Relevance deprivation

100 days is a long time to be alone after the joy of children has entered one's life. I cannot explain some of my feelings but others are easier.

Initially, my anxieties were around male selfishiness - how will I feed myself, oh my god I have to iron my own shirts... After those initial feelings of uselessness passed, the over-riding feelings have been mainly on a sense of void.

I'm so used to coming home to life being turned upside down, without a moment to rest or relax, that this surplus, this excess, is proving dispiriting. Naina would throw her clothes out of her cupboard, find DVDs she wanted to watch, rummage through kitchen drawers, sprawl her toys everywhere in the lounge room. I couldn't leave anything of value anywhere. My keys would disappear if I left them on a too low bench.
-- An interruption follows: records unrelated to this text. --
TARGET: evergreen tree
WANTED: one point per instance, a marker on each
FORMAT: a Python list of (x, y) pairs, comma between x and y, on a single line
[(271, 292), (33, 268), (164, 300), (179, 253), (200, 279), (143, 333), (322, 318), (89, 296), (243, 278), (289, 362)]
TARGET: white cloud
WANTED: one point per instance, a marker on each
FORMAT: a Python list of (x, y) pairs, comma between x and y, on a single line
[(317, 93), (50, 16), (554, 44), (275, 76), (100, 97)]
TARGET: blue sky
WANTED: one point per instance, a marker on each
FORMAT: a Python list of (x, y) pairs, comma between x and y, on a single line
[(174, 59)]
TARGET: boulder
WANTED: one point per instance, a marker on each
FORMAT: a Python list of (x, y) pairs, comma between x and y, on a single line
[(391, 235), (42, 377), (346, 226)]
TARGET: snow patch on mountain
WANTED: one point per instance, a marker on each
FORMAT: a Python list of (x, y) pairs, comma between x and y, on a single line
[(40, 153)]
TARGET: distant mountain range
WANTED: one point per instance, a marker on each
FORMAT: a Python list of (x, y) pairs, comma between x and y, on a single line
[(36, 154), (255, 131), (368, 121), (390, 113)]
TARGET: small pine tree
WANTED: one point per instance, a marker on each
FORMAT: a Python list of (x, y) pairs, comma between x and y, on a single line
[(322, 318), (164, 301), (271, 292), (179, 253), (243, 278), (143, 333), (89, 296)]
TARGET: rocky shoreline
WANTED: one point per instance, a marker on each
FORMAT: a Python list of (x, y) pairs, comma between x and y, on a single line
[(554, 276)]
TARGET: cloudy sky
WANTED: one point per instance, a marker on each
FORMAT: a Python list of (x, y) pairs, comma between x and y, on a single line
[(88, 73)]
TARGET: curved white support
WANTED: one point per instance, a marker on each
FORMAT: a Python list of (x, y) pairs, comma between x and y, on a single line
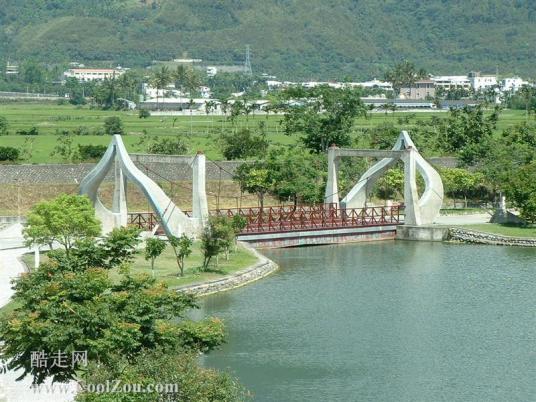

That sense of everything will be exactly where I dumped it/left it/ threw it is disconcerting now, where as a single man it used to feel refreshing. "Don't touch my stuff" has long since passed and he's not welcome in my life anymore.

The other feeling easily explained is purposelessness. Time is now available to sit in front of a TV. Problem is there's nothing worth watching except the intro to In the Night Garden (which brings a tear to the eye) and the Office (US). Work hours are extending cause there's nothing worth rushing home to. Shopping is a chore instead of a stress.

I'd argue that I'm technically in relevance deprivation syndrome. No one to read to, no one to take swimming and no one to chase up the stairs.

With the news that my mum's brothers two boys are both planning their marriages in the third week of May, I'll be deprived of relevance until that time.